Eric Verhaeghe : Après le terrorisme, le Covid devient le nouvel argument pour imposer toujours plus de surveillance aux Français
La société de la surveillance est en gestation depuis plusieurs années. On pourrait même dire qu’elle a pris corps avec l’invention de l’informatique, d’abord, avec le déploiement d’Internet, ensuite, avec la généralisation du téléphone portable, enfin, qui sont autant de portes d’entrée pour une surveillance industrialisée des citoyens par l’État. Mais avec le coronavirus, cette industrialisation franchit une étape majeure dans les techniques et dans le consentement des citoyens.
Coronavirus et société de la surveillance : une aubaine…

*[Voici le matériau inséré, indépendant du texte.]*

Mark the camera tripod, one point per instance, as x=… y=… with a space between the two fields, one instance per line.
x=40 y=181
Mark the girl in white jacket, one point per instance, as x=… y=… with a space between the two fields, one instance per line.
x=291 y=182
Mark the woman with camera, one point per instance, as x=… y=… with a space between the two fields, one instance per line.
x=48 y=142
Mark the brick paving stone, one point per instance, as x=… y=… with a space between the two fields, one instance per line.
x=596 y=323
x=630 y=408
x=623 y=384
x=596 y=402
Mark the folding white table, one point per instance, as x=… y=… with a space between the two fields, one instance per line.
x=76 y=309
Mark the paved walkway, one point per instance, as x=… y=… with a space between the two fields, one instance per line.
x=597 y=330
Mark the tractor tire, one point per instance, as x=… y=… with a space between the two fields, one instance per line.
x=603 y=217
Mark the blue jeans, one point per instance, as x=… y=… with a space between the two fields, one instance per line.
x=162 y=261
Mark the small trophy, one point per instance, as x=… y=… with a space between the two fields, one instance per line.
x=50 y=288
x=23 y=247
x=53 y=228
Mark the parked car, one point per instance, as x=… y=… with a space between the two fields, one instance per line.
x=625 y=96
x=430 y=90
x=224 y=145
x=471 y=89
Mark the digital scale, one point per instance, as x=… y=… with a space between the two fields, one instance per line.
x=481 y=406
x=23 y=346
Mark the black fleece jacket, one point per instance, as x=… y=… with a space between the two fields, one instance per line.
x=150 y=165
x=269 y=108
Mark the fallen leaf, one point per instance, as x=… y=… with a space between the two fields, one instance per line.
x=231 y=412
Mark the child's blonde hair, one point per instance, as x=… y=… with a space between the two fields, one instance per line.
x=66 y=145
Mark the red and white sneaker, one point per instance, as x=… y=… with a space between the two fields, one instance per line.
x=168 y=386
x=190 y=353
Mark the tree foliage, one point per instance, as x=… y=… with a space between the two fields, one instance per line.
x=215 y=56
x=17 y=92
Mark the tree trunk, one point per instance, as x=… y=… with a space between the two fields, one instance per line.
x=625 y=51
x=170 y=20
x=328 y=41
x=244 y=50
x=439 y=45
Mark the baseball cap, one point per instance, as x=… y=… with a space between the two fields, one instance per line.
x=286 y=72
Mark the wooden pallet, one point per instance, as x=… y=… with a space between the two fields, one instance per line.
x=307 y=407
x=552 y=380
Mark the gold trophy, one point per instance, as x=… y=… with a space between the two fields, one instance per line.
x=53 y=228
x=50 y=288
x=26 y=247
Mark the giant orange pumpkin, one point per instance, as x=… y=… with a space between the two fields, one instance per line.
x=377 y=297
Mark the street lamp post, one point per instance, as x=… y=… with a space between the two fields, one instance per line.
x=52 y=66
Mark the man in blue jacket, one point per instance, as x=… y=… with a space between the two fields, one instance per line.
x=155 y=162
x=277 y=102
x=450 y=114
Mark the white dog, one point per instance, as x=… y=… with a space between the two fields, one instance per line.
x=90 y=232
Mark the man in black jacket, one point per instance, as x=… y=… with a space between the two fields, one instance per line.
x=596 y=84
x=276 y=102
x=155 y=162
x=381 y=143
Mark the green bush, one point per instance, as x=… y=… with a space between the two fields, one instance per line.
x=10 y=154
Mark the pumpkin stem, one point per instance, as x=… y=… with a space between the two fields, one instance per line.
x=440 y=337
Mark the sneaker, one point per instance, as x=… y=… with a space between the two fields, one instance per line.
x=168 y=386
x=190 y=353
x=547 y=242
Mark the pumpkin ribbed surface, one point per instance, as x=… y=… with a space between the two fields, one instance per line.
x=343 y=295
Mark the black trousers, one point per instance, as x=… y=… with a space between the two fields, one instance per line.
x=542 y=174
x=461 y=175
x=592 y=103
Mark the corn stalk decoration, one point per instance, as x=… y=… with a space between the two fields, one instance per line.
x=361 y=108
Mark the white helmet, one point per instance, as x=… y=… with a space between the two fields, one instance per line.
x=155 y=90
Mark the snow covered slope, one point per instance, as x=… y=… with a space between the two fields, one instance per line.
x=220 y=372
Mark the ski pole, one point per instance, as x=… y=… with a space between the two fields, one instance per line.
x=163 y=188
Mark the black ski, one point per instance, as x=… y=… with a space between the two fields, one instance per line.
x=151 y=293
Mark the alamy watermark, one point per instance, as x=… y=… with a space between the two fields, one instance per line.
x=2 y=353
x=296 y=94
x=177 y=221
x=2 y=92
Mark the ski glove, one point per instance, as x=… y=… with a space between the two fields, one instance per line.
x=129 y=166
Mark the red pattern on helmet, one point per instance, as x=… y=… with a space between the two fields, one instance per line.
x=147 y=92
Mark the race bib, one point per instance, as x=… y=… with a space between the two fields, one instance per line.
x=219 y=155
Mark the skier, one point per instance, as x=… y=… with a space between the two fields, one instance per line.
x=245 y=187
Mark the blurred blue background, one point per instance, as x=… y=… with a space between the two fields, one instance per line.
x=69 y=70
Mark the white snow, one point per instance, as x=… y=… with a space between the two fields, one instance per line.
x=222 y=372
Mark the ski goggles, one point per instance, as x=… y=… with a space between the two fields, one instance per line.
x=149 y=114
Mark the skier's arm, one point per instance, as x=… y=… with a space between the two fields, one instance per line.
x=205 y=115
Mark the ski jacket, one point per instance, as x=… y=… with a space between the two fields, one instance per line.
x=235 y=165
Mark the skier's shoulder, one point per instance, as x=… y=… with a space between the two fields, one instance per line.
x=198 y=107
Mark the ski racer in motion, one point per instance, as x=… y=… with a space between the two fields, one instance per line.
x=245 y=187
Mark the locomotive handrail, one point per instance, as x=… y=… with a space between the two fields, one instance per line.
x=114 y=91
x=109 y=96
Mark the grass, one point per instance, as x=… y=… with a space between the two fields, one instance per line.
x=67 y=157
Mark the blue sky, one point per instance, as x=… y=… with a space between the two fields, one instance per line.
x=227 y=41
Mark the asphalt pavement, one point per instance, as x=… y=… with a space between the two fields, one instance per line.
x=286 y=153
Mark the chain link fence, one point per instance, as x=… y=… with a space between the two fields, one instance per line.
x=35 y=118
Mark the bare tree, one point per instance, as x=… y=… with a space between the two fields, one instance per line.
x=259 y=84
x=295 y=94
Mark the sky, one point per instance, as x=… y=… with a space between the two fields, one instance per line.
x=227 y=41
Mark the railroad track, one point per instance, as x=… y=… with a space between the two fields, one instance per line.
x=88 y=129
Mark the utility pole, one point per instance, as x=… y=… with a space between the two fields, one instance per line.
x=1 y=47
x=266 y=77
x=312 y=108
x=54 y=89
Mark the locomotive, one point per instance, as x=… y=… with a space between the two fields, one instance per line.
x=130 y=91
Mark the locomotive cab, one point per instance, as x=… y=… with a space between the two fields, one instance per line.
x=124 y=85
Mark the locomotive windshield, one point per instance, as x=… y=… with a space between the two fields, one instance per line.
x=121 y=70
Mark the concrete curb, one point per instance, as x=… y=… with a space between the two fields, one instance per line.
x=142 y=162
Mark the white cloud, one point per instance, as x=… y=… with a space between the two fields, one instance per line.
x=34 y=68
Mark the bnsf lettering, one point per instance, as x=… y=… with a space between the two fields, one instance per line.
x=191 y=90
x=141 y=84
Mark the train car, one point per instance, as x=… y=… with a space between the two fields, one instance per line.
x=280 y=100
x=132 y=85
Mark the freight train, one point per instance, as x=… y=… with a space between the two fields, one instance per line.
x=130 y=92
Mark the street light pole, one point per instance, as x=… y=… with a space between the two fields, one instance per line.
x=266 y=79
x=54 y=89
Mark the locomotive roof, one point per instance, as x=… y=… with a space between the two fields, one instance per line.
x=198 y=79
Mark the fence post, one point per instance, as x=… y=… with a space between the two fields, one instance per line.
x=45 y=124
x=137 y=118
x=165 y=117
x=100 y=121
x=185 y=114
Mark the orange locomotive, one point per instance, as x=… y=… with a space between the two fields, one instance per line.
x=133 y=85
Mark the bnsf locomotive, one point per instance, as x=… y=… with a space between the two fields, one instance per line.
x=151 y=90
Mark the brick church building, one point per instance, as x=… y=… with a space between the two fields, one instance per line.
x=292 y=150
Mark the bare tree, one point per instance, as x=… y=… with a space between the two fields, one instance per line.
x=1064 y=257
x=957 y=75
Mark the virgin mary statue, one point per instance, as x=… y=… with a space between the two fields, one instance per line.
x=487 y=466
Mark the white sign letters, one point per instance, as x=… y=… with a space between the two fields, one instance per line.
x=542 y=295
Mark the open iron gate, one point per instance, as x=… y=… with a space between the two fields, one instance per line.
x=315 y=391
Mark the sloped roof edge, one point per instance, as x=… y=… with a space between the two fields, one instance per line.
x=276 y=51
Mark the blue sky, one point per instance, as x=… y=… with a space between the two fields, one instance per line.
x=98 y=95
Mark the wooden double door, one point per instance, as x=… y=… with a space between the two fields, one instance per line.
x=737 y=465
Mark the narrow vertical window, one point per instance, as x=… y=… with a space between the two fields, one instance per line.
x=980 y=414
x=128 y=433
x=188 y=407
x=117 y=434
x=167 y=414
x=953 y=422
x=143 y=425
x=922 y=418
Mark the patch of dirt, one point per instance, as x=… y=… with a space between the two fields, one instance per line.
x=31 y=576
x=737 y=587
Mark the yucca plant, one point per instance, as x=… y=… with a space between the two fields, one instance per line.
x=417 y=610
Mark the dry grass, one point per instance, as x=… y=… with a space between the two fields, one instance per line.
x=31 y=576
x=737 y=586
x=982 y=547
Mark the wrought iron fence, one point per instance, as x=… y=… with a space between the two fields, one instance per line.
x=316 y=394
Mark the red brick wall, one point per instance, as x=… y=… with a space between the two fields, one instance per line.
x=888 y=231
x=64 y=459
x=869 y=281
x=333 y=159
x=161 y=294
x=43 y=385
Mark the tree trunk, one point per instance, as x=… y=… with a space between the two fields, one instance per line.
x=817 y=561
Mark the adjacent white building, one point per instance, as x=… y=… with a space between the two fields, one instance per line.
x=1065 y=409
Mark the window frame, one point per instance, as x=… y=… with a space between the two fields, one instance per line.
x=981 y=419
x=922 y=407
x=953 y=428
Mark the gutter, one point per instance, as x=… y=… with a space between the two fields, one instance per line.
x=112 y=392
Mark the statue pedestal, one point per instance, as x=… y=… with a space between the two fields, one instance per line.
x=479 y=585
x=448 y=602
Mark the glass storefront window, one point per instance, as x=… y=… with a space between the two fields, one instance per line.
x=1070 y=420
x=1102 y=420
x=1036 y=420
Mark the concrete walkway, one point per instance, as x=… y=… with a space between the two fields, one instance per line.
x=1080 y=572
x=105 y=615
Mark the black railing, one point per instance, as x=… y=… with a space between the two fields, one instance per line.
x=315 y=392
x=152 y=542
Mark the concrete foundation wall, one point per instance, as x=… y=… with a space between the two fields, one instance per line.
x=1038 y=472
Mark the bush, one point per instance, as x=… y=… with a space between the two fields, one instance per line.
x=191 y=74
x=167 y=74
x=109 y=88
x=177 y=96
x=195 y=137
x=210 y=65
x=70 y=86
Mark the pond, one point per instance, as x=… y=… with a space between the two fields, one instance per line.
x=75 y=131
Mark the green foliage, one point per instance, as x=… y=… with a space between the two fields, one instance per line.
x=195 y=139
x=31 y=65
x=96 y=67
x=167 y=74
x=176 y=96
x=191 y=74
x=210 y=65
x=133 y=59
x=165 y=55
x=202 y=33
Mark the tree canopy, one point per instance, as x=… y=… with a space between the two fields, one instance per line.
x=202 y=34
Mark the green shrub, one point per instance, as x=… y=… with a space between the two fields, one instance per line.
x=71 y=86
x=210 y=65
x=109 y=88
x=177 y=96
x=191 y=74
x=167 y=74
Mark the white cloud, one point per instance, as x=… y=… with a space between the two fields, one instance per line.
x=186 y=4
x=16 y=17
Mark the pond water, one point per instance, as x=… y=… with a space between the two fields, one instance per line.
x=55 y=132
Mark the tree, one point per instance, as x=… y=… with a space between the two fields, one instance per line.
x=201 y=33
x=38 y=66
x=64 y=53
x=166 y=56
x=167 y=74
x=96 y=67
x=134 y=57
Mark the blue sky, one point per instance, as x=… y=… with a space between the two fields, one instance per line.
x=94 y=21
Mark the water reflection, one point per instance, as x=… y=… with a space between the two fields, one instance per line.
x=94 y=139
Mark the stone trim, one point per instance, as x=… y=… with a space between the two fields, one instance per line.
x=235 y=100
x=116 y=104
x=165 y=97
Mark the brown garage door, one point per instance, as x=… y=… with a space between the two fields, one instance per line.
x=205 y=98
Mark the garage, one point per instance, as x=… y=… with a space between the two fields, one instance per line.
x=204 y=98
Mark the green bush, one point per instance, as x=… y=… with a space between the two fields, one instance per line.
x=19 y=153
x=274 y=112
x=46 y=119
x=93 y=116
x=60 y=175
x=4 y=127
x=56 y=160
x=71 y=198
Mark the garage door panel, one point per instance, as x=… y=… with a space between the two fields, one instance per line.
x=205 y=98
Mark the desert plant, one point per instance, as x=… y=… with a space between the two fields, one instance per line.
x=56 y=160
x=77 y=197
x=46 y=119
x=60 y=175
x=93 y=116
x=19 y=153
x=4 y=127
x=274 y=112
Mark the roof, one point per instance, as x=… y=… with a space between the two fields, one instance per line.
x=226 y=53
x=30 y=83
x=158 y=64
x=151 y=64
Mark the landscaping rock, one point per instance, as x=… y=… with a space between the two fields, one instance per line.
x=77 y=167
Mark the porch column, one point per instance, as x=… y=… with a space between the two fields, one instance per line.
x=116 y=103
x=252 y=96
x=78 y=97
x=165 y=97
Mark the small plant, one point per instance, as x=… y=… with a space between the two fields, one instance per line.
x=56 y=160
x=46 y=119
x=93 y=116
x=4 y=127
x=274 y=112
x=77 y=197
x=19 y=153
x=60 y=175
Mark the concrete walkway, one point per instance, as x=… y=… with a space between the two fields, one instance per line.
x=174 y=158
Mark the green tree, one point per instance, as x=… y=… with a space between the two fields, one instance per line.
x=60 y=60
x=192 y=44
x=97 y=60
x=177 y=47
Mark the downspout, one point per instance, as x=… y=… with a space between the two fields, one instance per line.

Bien entendu, l’État ne généralise pas la société de la surveillance pour combattre les libertés individuelles, mais pour les protéger. Vieille rengaine bien connue ! On ne vous espionne pas pour vous nuire, mais pour vous épanouir ! Libérer et protéger, disait Macron. On pourrait tout autant dire espionner et protéger, puisque, selon un sophisme désormais admis par (presque) tous, la liberté, c’est la sécurité.
Donc, pour nous protéger du virus, de la maladie, de la contagion, rien n’est trop beau. Et l’État, avec ses terribles fantasmes de contrôle, propose chaque jour une nouvelle idée pour surveiller les individus. Bien entendu, il ne s’agit pas de surveiller pour surveiller, mais plutôt de surveiller la progression du virus grâce à la surveillance de ceux qui le portent ou pourraient le porter. L’argument est imparable : le citoyen est devenu un truchement, un prétexte officiel pour surveiller une sorte de cinquième colonne qui nous menace.
Dans un premier temps, cette surveillance est passée par un confinement des peuples (par la fermeture des frontières), et par un confinement des individus. Ensuite, au nom de la détection des clusters, les citoyens ont dû accepter de livrer la liste de tous leurs contacts. Assez rapidement, l’État a proposé de traquer tout le monde grâce à une application numérique, StopCovid, qui fait un four, tant elle est contraire à l’esprit français.
Mais d’autres tentatives sont mises sur le tapis, comme la consignation méthodique de l’identité des personnes qui fréquentent les bars et les restaurants. Il s’agit pour l’instant d’un « cahier de rappel » fondé sur le volontariat. L’idée est là, posée bien au milieu de la table : le cafetier, le restaurateur, devient collecteur d’informations pour la police sanitaire. Il nous est proposé de consentir à informer l’État de la liste de nos amis, de nos fréquentations, et des lieux et heures où nous les rencontrons.
Il y a seulement six mois, une telle proposition aurait fait hurler. Elle est aujourd’hui devenue banale.